MRCP2-2839
Sarah is a 42-year-old female presenting with a new fever. She works as a teacher and noted fevers up to 39.6ºC over the past 72 hours with a dry cough. She has also been struggling to manage her classroom due to the ongoing headache and worsening muscle aches that have accompanied the fever. The headache was significant but was not associated with any neck stiffness or photophobia.
Sarah does not note any other symptoms. She has not been in contact with anyone unwell and she has not been travelling out of the country recently.
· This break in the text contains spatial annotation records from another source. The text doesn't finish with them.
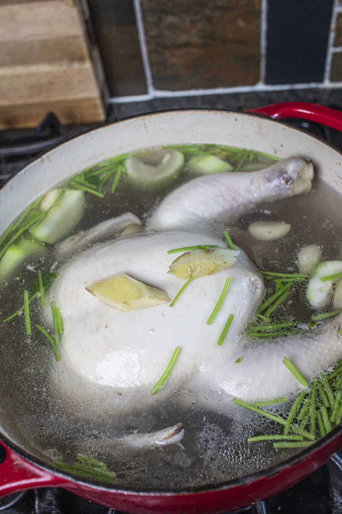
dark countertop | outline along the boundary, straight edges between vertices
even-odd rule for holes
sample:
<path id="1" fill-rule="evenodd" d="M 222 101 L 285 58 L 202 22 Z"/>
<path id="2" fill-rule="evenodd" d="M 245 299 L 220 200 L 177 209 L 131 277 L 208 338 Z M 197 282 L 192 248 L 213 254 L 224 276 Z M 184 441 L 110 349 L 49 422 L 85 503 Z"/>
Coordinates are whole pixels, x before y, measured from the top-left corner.
<path id="1" fill-rule="evenodd" d="M 261 91 L 202 95 L 153 100 L 109 105 L 107 121 L 130 116 L 176 109 L 218 109 L 241 111 L 280 102 L 310 102 L 342 110 L 342 88 L 313 88 L 281 91 Z"/>

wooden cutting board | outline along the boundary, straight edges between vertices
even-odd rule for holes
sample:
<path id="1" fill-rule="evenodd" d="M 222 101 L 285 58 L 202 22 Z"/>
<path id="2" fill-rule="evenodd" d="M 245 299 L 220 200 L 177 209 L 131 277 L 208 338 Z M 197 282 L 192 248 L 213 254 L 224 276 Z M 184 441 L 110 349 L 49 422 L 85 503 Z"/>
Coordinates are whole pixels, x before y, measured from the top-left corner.
<path id="1" fill-rule="evenodd" d="M 85 0 L 0 0 L 0 128 L 105 119 L 107 87 Z"/>

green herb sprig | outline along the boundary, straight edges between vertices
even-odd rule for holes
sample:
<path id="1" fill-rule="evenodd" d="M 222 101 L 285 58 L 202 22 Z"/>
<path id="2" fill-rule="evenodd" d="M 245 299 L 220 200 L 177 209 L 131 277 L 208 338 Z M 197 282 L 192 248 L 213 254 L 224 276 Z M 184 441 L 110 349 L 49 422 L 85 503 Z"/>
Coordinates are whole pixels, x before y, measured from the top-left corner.
<path id="1" fill-rule="evenodd" d="M 177 346 L 175 349 L 174 352 L 172 354 L 172 356 L 171 358 L 170 362 L 166 366 L 165 371 L 164 371 L 164 373 L 163 374 L 160 378 L 159 379 L 159 380 L 156 383 L 153 389 L 151 391 L 151 394 L 152 395 L 152 396 L 155 394 L 157 391 L 160 389 L 160 388 L 163 386 L 163 383 L 164 383 L 166 379 L 170 375 L 171 371 L 174 366 L 176 361 L 178 358 L 178 356 L 179 355 L 180 352 L 180 348 Z"/>
<path id="2" fill-rule="evenodd" d="M 72 464 L 67 464 L 62 461 L 56 461 L 53 464 L 62 471 L 82 478 L 110 484 L 117 483 L 116 473 L 109 470 L 106 464 L 82 453 L 77 454 L 76 460 Z"/>
<path id="3" fill-rule="evenodd" d="M 189 279 L 189 280 L 187 281 L 187 282 L 185 283 L 183 287 L 180 288 L 180 289 L 178 291 L 178 292 L 175 296 L 174 298 L 173 299 L 171 303 L 170 304 L 170 307 L 173 307 L 177 300 L 178 300 L 179 298 L 182 296 L 183 293 L 184 292 L 185 289 L 187 288 L 188 286 L 191 283 L 193 280 L 193 277 L 190 277 L 190 279 Z"/>
<path id="4" fill-rule="evenodd" d="M 229 327 L 230 326 L 232 321 L 233 321 L 233 319 L 234 319 L 233 315 L 230 314 L 227 322 L 226 323 L 226 325 L 225 325 L 225 328 L 222 331 L 221 335 L 219 336 L 218 341 L 217 341 L 218 346 L 222 346 L 222 345 L 223 344 L 223 342 L 225 340 L 226 336 L 227 335 L 227 333 L 228 332 L 228 329 L 229 328 Z"/>
<path id="5" fill-rule="evenodd" d="M 46 339 L 48 340 L 48 341 L 52 346 L 52 349 L 53 350 L 53 351 L 54 352 L 55 358 L 56 359 L 56 361 L 58 362 L 59 360 L 59 354 L 58 353 L 58 350 L 57 349 L 57 346 L 56 346 L 56 344 L 54 341 L 52 339 L 51 337 L 50 337 L 47 332 L 46 332 L 46 331 L 44 330 L 43 327 L 41 326 L 40 325 L 35 325 L 34 326 L 40 332 L 41 332 L 42 334 L 43 335 L 43 336 L 45 336 Z"/>
<path id="6" fill-rule="evenodd" d="M 213 310 L 212 313 L 211 313 L 211 314 L 210 315 L 210 316 L 207 320 L 207 325 L 211 324 L 211 323 L 213 322 L 213 321 L 216 318 L 217 315 L 217 313 L 218 312 L 221 307 L 222 306 L 222 304 L 223 303 L 225 298 L 226 298 L 226 295 L 227 295 L 227 291 L 228 290 L 230 283 L 230 277 L 227 277 L 227 279 L 226 279 L 226 281 L 225 282 L 225 285 L 224 285 L 223 289 L 222 289 L 222 292 L 221 293 L 220 297 L 218 299 L 218 300 L 217 301 L 217 303 L 214 307 L 214 310 Z"/>
<path id="7" fill-rule="evenodd" d="M 308 387 L 308 382 L 299 373 L 296 366 L 291 361 L 289 360 L 287 357 L 285 357 L 283 359 L 283 363 L 287 368 L 288 370 L 291 372 L 293 376 L 297 379 L 298 381 L 304 386 L 304 387 Z"/>
<path id="8" fill-rule="evenodd" d="M 168 250 L 168 253 L 186 252 L 191 250 L 209 250 L 209 248 L 218 248 L 218 245 L 196 245 L 195 246 L 184 246 L 182 248 L 174 248 L 173 250 Z"/>
<path id="9" fill-rule="evenodd" d="M 25 327 L 26 334 L 31 335 L 31 323 L 30 323 L 30 309 L 29 308 L 29 291 L 27 289 L 24 291 L 24 313 L 25 317 Z"/>
<path id="10" fill-rule="evenodd" d="M 225 239 L 226 240 L 226 243 L 227 243 L 227 246 L 229 248 L 230 248 L 231 250 L 235 250 L 235 247 L 233 244 L 233 242 L 230 238 L 230 236 L 228 234 L 227 230 L 225 230 L 223 233 L 224 235 L 225 236 Z"/>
Physical examination was otherwise unremarkable with only mild crackles heard on auscultation on her chest. No insect bites were noted. No lymphadenopathy was palpable.
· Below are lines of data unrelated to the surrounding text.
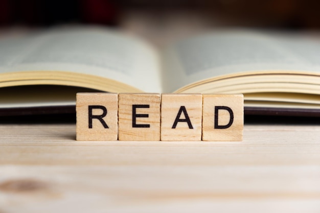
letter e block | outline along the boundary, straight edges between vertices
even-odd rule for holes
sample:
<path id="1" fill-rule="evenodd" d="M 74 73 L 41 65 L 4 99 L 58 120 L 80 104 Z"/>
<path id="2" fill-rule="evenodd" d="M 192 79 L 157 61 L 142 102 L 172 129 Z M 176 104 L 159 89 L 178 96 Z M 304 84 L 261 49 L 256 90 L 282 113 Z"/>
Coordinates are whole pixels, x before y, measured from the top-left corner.
<path id="1" fill-rule="evenodd" d="M 118 94 L 77 93 L 77 140 L 118 139 Z"/>
<path id="2" fill-rule="evenodd" d="M 243 95 L 202 96 L 202 140 L 242 140 Z"/>
<path id="3" fill-rule="evenodd" d="M 120 93 L 120 140 L 160 140 L 160 94 Z"/>
<path id="4" fill-rule="evenodd" d="M 202 96 L 163 93 L 161 140 L 201 140 Z"/>

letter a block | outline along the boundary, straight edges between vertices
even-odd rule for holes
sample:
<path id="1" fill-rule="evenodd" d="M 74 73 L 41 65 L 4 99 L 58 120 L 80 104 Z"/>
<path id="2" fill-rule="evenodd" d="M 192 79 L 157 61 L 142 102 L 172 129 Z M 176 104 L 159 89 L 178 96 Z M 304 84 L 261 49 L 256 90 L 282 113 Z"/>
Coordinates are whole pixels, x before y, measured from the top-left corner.
<path id="1" fill-rule="evenodd" d="M 118 139 L 118 94 L 77 93 L 77 140 Z"/>
<path id="2" fill-rule="evenodd" d="M 203 94 L 202 140 L 241 141 L 243 95 Z"/>
<path id="3" fill-rule="evenodd" d="M 161 140 L 201 140 L 202 96 L 164 93 L 161 99 Z"/>
<path id="4" fill-rule="evenodd" d="M 120 93 L 120 140 L 160 140 L 160 94 Z"/>

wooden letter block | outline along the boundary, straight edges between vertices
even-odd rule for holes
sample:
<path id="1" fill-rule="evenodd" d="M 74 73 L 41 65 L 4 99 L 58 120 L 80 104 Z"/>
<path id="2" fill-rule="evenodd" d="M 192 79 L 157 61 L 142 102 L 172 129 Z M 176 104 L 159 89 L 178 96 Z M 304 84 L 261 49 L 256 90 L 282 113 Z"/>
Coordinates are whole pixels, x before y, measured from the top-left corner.
<path id="1" fill-rule="evenodd" d="M 241 141 L 243 95 L 203 94 L 202 140 Z"/>
<path id="2" fill-rule="evenodd" d="M 160 94 L 120 93 L 120 140 L 160 140 Z"/>
<path id="3" fill-rule="evenodd" d="M 118 94 L 77 94 L 77 140 L 118 139 Z"/>
<path id="4" fill-rule="evenodd" d="M 164 93 L 161 99 L 161 140 L 201 140 L 202 96 Z"/>

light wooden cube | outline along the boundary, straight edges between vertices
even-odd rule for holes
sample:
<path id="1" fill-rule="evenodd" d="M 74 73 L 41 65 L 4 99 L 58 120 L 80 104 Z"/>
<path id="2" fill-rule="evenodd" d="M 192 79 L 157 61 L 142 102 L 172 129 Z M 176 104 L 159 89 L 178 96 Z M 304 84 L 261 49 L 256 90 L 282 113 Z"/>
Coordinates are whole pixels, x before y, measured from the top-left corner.
<path id="1" fill-rule="evenodd" d="M 200 93 L 163 93 L 161 140 L 201 140 L 202 96 Z"/>
<path id="2" fill-rule="evenodd" d="M 160 94 L 120 93 L 120 140 L 160 140 Z"/>
<path id="3" fill-rule="evenodd" d="M 118 139 L 118 94 L 77 94 L 77 140 Z"/>
<path id="4" fill-rule="evenodd" d="M 202 140 L 241 141 L 243 95 L 203 94 Z"/>

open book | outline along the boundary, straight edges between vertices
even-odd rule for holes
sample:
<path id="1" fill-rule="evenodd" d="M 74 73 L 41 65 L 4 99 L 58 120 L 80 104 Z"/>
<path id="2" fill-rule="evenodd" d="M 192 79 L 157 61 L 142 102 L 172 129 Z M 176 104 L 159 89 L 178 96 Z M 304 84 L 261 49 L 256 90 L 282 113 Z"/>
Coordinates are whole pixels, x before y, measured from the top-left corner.
<path id="1" fill-rule="evenodd" d="M 72 112 L 76 92 L 99 90 L 241 93 L 246 114 L 320 116 L 320 42 L 289 35 L 218 31 L 162 50 L 94 27 L 3 37 L 0 115 Z"/>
Blood tests are as follow:
Hb 140 g/L Male: (135-180)
Female: (115 – 160)
Platelets 150 * 109/L (150 – 400)
WBC 7.0 * 109/L (4.0 – 11.0)
Na+ 142 mmol/L (135 – 145)
K+ 4.1 mmol/L (3.5 – 5.0)
Urea 5.5 mmol/L (2.0 – 7.0)
Creatinine 100 µmol/L (55 – 120)
Bilirubin 10 µmol/L (3 – 17)
ALP 80 u/L (30 – 100)
ALT 90 u/L (3 – 40)
AST 80 u/L (5-40)
Albumin 40 g/L (35 – 50)
What is the likely organism causing the likely diagnosis?